Le café est sans doute la boisson conviviale par excellence, qu’on la propose spontanément à quelqu’un qu’on reçoit, qu’on en boive un petit verre à la machine à café du bureau en y croisant des collègues, qu’on aille se poser dans un… café pour parler plus tranquillement etc. (bon je dis tout ça mais moi je suis plutôt thé).
Bref, ce qui intéresse Tetsuya Toyoda dans ce recueil de nouvelles, ce n’est pas une étude comparée des Arabicas et des Robustas mais plutôt la rencontre à l’occasion d’un café, l’instant qui se crée et ce que le dialogue révèle sur les protagonistes. J’avoue cependant avoir beaucoup traîné pour l’acheter puis le lire. Pourquoi ? J’avais peur d’être frustré par la lecture de ces très courts chapitres (17 histoires de 12 pages seulement), d’avoir à peine le temps de rentrer dans un récit qu’on me demande déjà d’en sortir pour en aborder un autre. Or ce n’est pas du tout le cas ! Certains personnages reviennent certes d’une histoire à une autre, ce qui évite de les présenter à nouveau, mais l’auteur est surtout très doué pour définir tout de suite des moments. Une attitude ou un regard qui en disent long, un fond de case blanc qui évoque immédiatement la chaleur de l’été… En quelques cases, on se familiarise immédiatement avec les personnages et le contexte. Cette qualité m’a d’autant plus sauté aux yeux que je lisais au même moment de très vieux comics de super-héros, vestiges d’une époque où il n’était visiblement pas encore is qu’il vaut mieux montrer que dire, qu’il vaut mieux laisser le lecteur relier les points que de lui tenir la main tout le long du récit.

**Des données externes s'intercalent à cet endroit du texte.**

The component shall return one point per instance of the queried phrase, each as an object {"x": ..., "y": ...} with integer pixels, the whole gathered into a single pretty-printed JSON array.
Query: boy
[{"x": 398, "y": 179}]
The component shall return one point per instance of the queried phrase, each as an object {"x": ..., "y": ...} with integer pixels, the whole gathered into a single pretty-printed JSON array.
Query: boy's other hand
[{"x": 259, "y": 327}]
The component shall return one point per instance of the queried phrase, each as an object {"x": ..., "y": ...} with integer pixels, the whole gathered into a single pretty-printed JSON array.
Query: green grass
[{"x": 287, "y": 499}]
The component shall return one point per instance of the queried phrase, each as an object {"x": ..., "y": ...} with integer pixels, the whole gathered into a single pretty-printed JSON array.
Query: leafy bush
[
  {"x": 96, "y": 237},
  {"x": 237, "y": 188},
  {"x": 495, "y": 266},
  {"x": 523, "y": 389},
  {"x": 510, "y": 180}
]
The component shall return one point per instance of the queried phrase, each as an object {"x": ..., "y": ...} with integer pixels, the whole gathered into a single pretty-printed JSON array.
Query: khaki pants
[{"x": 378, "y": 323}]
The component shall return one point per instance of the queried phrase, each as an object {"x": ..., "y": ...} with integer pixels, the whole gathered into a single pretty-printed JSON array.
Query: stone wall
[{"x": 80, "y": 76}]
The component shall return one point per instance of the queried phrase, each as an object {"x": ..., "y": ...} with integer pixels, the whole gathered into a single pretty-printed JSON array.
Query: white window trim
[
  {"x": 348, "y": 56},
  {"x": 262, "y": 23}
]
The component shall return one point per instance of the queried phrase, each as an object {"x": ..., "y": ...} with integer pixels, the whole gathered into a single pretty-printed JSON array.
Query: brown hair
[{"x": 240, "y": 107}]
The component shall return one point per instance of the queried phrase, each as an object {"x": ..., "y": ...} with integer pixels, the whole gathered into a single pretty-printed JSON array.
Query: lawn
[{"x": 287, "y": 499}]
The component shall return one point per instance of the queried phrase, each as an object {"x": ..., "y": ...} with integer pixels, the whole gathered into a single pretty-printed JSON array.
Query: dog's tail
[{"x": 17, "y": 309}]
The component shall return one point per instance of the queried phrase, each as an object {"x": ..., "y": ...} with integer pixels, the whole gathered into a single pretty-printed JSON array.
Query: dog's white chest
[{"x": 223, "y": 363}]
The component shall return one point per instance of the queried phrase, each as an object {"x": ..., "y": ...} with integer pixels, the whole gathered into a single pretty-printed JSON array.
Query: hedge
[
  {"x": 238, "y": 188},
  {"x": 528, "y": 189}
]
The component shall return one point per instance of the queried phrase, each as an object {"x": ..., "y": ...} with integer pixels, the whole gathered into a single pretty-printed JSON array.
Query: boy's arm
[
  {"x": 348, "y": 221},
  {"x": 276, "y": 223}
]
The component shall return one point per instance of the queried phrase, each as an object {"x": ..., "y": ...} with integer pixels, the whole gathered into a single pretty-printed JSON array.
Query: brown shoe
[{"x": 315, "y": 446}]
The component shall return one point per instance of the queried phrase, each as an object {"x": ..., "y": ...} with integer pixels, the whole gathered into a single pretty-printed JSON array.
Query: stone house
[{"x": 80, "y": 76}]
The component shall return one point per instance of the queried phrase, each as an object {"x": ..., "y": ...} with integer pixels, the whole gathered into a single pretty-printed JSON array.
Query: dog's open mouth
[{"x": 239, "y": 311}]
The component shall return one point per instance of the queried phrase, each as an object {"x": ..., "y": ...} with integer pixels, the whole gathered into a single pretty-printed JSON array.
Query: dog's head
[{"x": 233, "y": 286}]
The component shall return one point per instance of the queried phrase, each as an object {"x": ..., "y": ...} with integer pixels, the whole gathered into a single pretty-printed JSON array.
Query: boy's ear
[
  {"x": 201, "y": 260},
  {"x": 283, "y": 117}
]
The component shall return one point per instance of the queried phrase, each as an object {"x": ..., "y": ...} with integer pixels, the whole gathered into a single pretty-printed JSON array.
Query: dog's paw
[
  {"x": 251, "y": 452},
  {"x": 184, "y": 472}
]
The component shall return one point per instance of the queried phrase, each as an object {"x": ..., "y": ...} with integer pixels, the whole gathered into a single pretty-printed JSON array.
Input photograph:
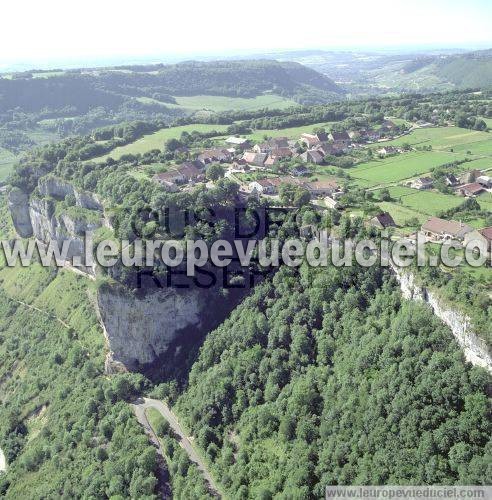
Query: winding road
[{"x": 185, "y": 442}]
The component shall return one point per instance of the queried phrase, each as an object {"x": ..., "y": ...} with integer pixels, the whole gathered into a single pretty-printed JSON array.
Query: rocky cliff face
[
  {"x": 474, "y": 348},
  {"x": 36, "y": 216},
  {"x": 19, "y": 209},
  {"x": 47, "y": 226},
  {"x": 59, "y": 189},
  {"x": 139, "y": 329}
]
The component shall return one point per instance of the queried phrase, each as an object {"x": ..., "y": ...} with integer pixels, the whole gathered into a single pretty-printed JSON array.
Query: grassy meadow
[
  {"x": 400, "y": 167},
  {"x": 157, "y": 139},
  {"x": 7, "y": 161}
]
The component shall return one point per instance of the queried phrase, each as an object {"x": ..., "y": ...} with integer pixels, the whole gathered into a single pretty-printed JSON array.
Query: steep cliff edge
[
  {"x": 475, "y": 349},
  {"x": 138, "y": 329},
  {"x": 46, "y": 216},
  {"x": 18, "y": 203}
]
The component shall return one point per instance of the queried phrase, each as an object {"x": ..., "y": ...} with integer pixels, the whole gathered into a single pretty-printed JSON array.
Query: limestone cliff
[
  {"x": 18, "y": 203},
  {"x": 138, "y": 329},
  {"x": 58, "y": 188},
  {"x": 37, "y": 216},
  {"x": 476, "y": 350}
]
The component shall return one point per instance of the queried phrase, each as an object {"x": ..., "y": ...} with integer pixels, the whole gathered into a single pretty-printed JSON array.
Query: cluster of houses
[
  {"x": 442, "y": 230},
  {"x": 470, "y": 184},
  {"x": 192, "y": 171},
  {"x": 271, "y": 186},
  {"x": 244, "y": 157}
]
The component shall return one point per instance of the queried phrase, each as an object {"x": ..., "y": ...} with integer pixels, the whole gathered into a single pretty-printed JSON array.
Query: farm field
[
  {"x": 291, "y": 132},
  {"x": 401, "y": 167},
  {"x": 430, "y": 203},
  {"x": 222, "y": 103},
  {"x": 157, "y": 140},
  {"x": 443, "y": 138},
  {"x": 7, "y": 161},
  {"x": 402, "y": 214},
  {"x": 216, "y": 104}
]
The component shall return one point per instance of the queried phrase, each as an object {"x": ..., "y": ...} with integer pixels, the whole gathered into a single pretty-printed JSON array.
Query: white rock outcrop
[
  {"x": 139, "y": 329},
  {"x": 475, "y": 349}
]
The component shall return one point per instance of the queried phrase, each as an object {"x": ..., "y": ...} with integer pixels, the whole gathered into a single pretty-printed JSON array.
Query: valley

Dans Coffee Time, le silence est aussi évocateur que les dialogues qu’il entrecoupe.
Mais en plus de tout son talent, Tetsuya Toyoda bénéficie peut-être aussi de la puissance mémorielle du goût et de l’odorat, supérieure à celle des autres sens. Quand il dessine des glaçons tombant dans un verre sur lesquels coule ensuite un café frappé, j’entends immédiatement le bruit des cubes de glace et de la boisson qui s’écoule, mais je vois la scène. Je me souviens de la sensation du soleil sur ma peau, du plaisir de pouvoir enfin se désaltérer et se rafraîchir, du temps qui semble parfois se dilater pendant les chaudes après-midi d’été… toutes ces choses que l’auteur peut se permettre de juste effleurer, en laissant les souvenirs des lecteurs faire le reste. Les courts chapitres de l’histoire deviennent ainsi des concentrés de vie, tantôt drôles, tantôt amers et parfois fantastiques, comme dans le Professeur Menteur qui est mon récit préféré (mais Lost in the Flood m’a également beaucoup marqué, avec sa ville recouverte par l’eau, paysage à la fois familier et surprenant).
Je le recommande donc aux amateurs de tranches de vie et de manière générale aux lecteurs réfractaires aux histoires courtes : plus homogène que Goggles par son thème du moment autour d’un café, il n’a pas les défauts d’autres recueils de nouvelles parfois trop brèves ou trop peu évocatrices pour qu’on ait vraiment l’impression de rentrer dedans.